If you are a parent who believes sole custody is a better arrangement for your children, you will need to convince the Court by providing information and evidence, and sometimes the testimony of experts, which is discussed further below.
Hiring experienced legal counsel is essential for you to advocate, under all of the factors used by Courts, why you believe you should be the custodial parent. Even if you do some research on your own, you’re not going to be as well-versed in this arena as a legal professional who has studied the relevant laws and litigated various custody cases. Rather than being left to answer your own questions, you can rely on a knowledgeable attorney to provide answers to those questions and take the lead in presenting your case to the Court.
For example: What kind of evidence do you need to prove your child would be better off in your care?
It’s important to avoid a “he said, she said” scenario—maybe the judge will believe you, but maybe the judge will believe your spouse’s version. Instead, you are better off supplying substantial evidence, and the evidence must be in admissible form. You’re not going to be permitted to testify about what someone else told you about something bad that your spouse said or did— that is called “hearsay” and is generally not admissible in custody proceedings. That witness must be called into Court to testify and be subject to cross-examination, or questioning, by your spouse’s attorney.
Certain documents can be submitted as evidence to the Court.
If the children have been living with you during the divorce case, for instance, and their grades have improved during that time, you might want to submit their school report cards. However, unless they are properly authenticated, these report cards might not be permitted into evidence either, as they can also, potentially, be deemed “hearsay.” Lawyers study the “hearsay” rules in law school, and practice utilizing these rules for years in their profession.
An Attorney For the Children and a forensic psychiatrist could be appointed.
If the custody of your children is being contested, the Court may appoint an Attorney For the Children, who is essentially an attorney representing the best interests of your kids.
As Joel Sunshine, partner at divorce law firm Sunshine & Feinstein, LLP, explains, “If the child is of a certain age or older, the attorney for the child is supposed to advocate for that child’s desires of who they want to live with."

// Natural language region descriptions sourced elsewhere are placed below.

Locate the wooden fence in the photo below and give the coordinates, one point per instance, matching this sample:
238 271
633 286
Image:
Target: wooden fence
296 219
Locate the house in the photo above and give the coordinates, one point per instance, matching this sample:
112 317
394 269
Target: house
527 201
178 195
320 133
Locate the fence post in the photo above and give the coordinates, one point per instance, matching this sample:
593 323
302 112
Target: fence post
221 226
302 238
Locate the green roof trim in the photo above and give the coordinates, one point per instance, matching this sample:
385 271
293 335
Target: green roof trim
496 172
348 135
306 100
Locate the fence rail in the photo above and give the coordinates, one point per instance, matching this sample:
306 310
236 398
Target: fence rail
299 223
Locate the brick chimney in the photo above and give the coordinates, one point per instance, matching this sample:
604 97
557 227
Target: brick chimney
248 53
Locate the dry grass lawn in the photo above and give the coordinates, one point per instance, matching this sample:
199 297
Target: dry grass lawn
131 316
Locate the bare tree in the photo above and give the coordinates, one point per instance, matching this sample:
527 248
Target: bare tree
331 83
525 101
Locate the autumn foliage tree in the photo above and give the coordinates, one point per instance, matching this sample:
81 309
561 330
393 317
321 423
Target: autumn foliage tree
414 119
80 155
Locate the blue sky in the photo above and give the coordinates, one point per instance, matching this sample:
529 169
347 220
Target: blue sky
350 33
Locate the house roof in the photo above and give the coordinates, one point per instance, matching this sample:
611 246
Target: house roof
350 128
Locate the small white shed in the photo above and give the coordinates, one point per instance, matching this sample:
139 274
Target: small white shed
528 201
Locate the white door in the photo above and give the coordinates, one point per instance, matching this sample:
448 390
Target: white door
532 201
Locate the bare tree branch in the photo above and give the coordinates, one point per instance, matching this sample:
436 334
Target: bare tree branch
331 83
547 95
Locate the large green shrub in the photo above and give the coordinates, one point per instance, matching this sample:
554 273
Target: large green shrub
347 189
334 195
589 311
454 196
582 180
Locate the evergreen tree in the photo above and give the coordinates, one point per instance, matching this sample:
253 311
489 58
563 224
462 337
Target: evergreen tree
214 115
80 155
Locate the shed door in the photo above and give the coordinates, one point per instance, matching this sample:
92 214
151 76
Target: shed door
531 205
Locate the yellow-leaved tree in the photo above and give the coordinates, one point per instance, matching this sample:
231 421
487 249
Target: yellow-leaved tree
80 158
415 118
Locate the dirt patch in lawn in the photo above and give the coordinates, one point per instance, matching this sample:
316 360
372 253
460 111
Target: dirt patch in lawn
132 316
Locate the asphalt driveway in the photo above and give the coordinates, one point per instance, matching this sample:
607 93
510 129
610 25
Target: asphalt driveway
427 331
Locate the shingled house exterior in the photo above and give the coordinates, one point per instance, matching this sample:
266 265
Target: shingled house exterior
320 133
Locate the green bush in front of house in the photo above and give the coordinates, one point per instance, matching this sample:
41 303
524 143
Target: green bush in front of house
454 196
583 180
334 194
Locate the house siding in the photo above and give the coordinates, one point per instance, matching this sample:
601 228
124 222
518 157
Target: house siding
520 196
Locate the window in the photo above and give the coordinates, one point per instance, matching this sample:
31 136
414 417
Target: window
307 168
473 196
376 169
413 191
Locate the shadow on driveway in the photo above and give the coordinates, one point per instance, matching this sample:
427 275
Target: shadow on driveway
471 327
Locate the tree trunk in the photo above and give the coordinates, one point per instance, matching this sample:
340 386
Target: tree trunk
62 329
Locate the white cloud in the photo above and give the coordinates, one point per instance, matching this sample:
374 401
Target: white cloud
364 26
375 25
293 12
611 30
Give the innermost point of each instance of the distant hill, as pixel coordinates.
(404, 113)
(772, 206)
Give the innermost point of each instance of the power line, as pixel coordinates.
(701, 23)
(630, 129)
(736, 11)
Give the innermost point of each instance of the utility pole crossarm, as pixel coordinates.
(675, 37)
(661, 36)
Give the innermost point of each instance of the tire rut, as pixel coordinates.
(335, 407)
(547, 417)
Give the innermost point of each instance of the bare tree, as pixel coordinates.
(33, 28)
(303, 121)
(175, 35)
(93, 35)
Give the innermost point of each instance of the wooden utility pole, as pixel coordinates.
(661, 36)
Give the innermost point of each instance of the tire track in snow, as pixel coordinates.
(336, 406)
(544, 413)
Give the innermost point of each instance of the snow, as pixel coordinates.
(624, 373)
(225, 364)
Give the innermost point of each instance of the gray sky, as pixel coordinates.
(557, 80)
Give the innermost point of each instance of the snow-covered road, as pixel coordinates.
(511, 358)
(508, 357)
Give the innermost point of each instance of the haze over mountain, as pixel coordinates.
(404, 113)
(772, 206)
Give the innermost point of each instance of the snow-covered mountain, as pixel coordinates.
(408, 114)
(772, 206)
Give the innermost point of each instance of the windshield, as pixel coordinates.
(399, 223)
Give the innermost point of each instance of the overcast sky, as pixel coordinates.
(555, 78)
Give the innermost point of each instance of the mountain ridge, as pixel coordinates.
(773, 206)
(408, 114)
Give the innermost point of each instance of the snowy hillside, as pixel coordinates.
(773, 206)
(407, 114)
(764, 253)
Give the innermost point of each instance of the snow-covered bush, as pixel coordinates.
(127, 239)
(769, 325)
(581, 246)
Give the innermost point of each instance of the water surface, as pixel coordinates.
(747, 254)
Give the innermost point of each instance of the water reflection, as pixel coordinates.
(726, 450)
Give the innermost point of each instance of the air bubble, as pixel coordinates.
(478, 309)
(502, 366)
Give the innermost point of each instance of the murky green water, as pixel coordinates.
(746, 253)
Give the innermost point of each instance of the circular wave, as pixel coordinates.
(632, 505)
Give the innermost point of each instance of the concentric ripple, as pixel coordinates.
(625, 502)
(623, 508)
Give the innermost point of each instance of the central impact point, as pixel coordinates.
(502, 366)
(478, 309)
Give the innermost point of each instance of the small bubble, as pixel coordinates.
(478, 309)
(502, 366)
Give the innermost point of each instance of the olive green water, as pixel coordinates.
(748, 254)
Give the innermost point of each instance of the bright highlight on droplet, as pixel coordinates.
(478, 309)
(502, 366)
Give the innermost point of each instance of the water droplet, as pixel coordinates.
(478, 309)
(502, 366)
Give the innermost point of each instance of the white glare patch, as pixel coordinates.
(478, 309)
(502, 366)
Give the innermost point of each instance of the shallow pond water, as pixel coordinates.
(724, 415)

He continues, “If they’re younger, they’re supposed to factor in the child’s wishes, but they can utilize the attorney’s own beliefs as to which parent is the best equipped to be the custodial parent.”

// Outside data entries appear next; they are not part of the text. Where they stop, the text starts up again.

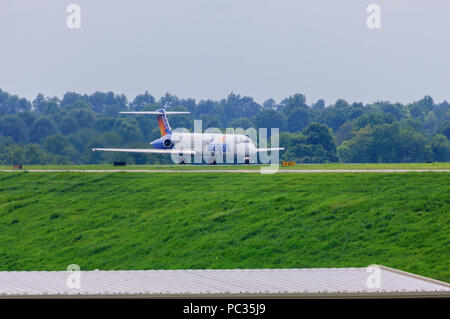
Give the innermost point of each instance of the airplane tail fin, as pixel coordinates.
(163, 123)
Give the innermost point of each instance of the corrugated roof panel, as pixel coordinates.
(216, 282)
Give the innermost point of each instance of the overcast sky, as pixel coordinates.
(208, 48)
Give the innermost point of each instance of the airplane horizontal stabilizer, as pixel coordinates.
(270, 149)
(154, 112)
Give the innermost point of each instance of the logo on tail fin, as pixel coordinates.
(163, 123)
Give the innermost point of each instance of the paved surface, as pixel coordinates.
(220, 283)
(230, 170)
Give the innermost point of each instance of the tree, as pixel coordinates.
(42, 128)
(445, 129)
(298, 119)
(320, 134)
(269, 118)
(319, 105)
(13, 126)
(297, 100)
(441, 148)
(241, 122)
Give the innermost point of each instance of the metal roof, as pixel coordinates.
(312, 282)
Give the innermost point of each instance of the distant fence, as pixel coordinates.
(120, 163)
(284, 164)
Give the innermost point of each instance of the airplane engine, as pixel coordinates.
(167, 142)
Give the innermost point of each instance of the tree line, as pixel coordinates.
(50, 130)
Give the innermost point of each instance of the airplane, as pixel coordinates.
(212, 144)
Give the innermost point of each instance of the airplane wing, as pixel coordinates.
(154, 112)
(143, 150)
(270, 149)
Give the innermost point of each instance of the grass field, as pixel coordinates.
(183, 221)
(427, 166)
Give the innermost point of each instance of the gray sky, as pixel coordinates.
(208, 48)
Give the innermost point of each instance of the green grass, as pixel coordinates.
(428, 166)
(184, 221)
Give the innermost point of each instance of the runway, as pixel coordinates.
(295, 171)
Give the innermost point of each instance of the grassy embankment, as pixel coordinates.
(333, 166)
(181, 221)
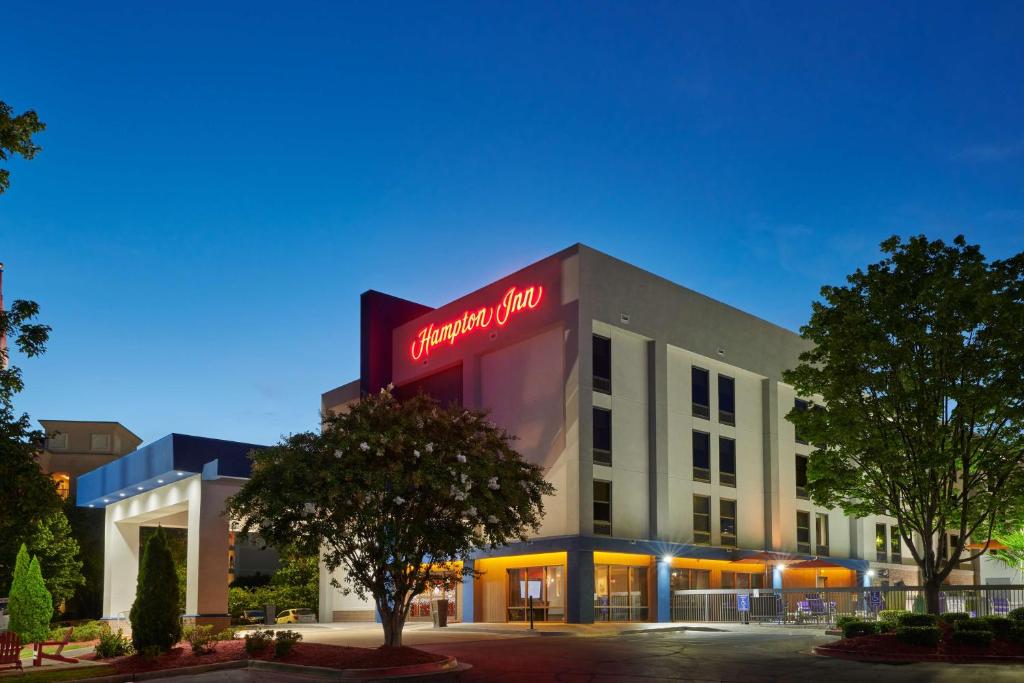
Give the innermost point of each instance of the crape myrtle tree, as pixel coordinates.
(919, 361)
(394, 492)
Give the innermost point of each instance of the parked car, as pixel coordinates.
(300, 615)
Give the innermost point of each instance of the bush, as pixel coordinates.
(112, 644)
(285, 642)
(30, 605)
(257, 641)
(857, 628)
(925, 636)
(916, 620)
(952, 617)
(155, 617)
(979, 638)
(999, 626)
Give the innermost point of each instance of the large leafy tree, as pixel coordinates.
(920, 364)
(15, 137)
(395, 492)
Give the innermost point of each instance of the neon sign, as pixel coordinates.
(514, 301)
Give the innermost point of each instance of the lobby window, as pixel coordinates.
(701, 457)
(62, 481)
(701, 519)
(701, 393)
(726, 462)
(802, 477)
(821, 532)
(602, 508)
(727, 520)
(803, 531)
(726, 399)
(602, 364)
(602, 436)
(801, 406)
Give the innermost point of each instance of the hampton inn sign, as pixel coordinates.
(514, 301)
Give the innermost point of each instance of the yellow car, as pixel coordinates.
(301, 615)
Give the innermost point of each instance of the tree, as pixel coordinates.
(920, 364)
(394, 492)
(30, 605)
(56, 549)
(27, 495)
(156, 621)
(15, 137)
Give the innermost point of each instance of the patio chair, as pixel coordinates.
(10, 650)
(56, 656)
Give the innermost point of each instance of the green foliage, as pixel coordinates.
(112, 644)
(57, 551)
(926, 636)
(857, 628)
(257, 641)
(156, 621)
(30, 606)
(284, 643)
(393, 491)
(916, 620)
(918, 359)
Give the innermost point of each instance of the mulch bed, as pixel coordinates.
(887, 647)
(306, 654)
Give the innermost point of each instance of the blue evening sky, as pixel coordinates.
(219, 181)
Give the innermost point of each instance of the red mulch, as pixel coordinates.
(888, 645)
(309, 654)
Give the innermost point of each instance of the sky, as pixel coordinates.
(220, 181)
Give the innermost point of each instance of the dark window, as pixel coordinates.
(701, 457)
(881, 548)
(727, 518)
(726, 462)
(701, 393)
(802, 476)
(801, 406)
(602, 436)
(701, 519)
(602, 364)
(803, 531)
(602, 508)
(726, 399)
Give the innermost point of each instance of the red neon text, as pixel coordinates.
(514, 301)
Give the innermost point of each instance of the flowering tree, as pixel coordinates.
(395, 492)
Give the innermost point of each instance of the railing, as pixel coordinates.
(823, 605)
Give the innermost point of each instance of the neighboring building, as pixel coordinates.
(657, 414)
(76, 446)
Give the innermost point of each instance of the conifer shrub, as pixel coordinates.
(155, 619)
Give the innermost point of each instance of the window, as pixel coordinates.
(701, 519)
(726, 462)
(803, 531)
(62, 481)
(894, 545)
(727, 520)
(802, 476)
(701, 393)
(602, 436)
(100, 442)
(701, 457)
(801, 406)
(602, 364)
(726, 399)
(602, 508)
(881, 548)
(821, 532)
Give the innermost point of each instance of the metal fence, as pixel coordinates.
(823, 605)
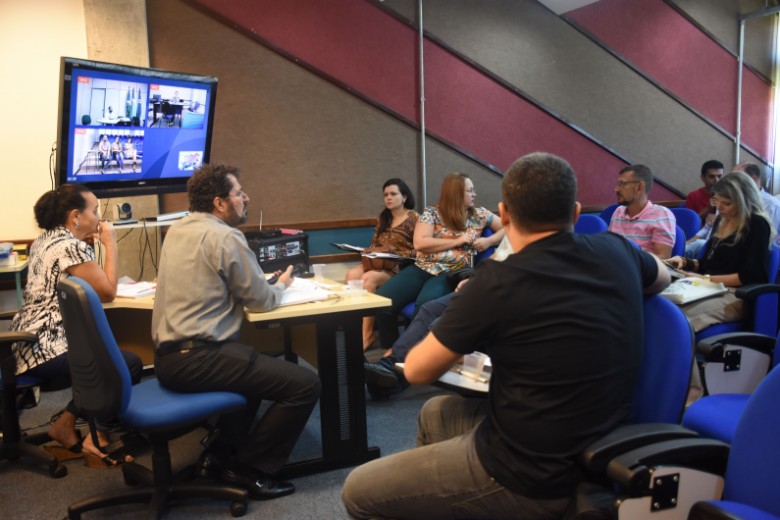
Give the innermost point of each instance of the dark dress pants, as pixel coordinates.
(238, 368)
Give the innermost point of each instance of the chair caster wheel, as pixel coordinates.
(128, 478)
(237, 509)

Your legal counsel might advise you that a forensic psychiatrist would be beneficial to your case.
This attorney will investigate the case, including any evidence you may have of abuse or neglect by the other parent. After his or her investigation, the Attorney For the children will advocate a position on behalf of the children to the Court. It's in the parent’s best interests to comply with any requests made by the Court or Attorney For the Children, unless advised otherwise by his or her attorney. If you believe your former spouse should not have visitation or parenting time, you must justify why it would be damaging to your children.
In addition, the judge may appoint a forensic psychiatrist for mental health evaluations of each parent and the children—if one of the parties’ attorneys succeeds in convincing the judge to do so. Your legal counsel might advise you that a forensic psychiatrist would be beneficial to your case. This is a decision that you and your counsel should consider carefully, as a forensic psychiatrist’s report could be damaging to the party who requested the appointment in the first place.
It’s also important to note that bringing in an Attorney For the Children, forensic psychiatrist, or any other specialist can get expensive. You will be required to pay your proportionate share of their fees.